第121話 ー立ち位置の差ー
おかえりなさいませ。
本日は、同じ場に立ちながら生まれる立ち位置の差をお届けいたします。
会場の中央では、淡々とした進行が続いていた。
孤児院の運営報告。
寄付の内訳。
次年度に向けた支援計画。
どれも真新しい話ではない。だが、形式的であるがゆえに、参加者は安心して周囲を観察できる。誰が熱心に聞き、誰が退屈そうにしているか。誰が頷き、誰が視線を外すか。
それらすべてが、評価の材料だった。
リリアナは、席を立つことなく話を聞いていた。頷きすぎない。だが、無関心にも見えない。必要な箇所だけ、視線を向ける。王都で身につけた、静かな距離感だ。
(……以前と、同じ)
そう思いかけて、すぐに否定する。
以前と違うのは、隣にいる存在だった。
アルフレッドは、終始動かない。
だが、その動かなさが、場に一種の安定をもたらしている。
誰かが声を張り上げれば、それだけで浮く。
誰かが過度に共感を示せば、それもまた目立つ。
その中で、二人は“基準”として扱われ始めていた。
「……夫人は、よく聞いていらっしゃる」
小声で囁かれた評価が、背後を流れていく。

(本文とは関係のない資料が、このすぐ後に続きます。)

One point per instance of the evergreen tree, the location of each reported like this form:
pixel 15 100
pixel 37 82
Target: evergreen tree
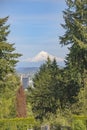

褒め言葉とも、牽制とも取れる曖昧な言い回し。リリアナは、気づいていないふりを続けた。
しばらくして、簡単な歓談の時間が設けられる。
人が、動く。
だが、リリアナの周囲には、すぐには誰も来なかった。
(……来ない)
それは、避けられているわけではない。
“様子を見られている”。
誰が最初に声をかけるか。
誰が、どの位置から入るか。
その判断を、皆が待っている。
その空気を切ったのは、意外にもセレナではなかった。
中立寄りの貴族夫人が、ゆっくりと歩み寄る。
声は低く、表情は穏やかだ。
「ご無沙汰しております。
……今日は、良いお話でしたね」
無難な入り口。
だが、その後ろに、視線がいくつも続く。
リリアナは、静かに微笑んだ。
「はい。現場の声が、きちんと反映されていると感じました」
それ以上でも、それ以下でもない返答。
だが、相手の夫人は、わずかに目を細める。
――逃げない。
――盛らない。
それが、伝わった。
少し離れた所からその様子を見ていたセレナは、扇子を閉じる。
(……位置が、違う)
同じ場に立っているはずなのに、
立っている“位置”が、違う。
前に出てもいない。
目立つ言葉もない。
それでも、中心に近づいている。
(……どうして)
答えは、見えていた。
リリアナは、場に合わせていない。
場が、彼女に合わせ始めている。
それを決定づけているのが、
隣に立つ辺境伯の存在だと、
セレナは理解してしまった。
アルフレッドは、何もしていない。
ただ、崩れずに立っているだけだ。
その事実が、
セレナの胸に、じわりと重く沈んだ。
この席で示されたのは、
言葉ではない。
――立ち位置の差。
それが、最も残酷な評価だった。
最後までお付き合いくださり、誠に光栄にございます。
言葉より先に示される評価は、ときに何より雄弁でございます。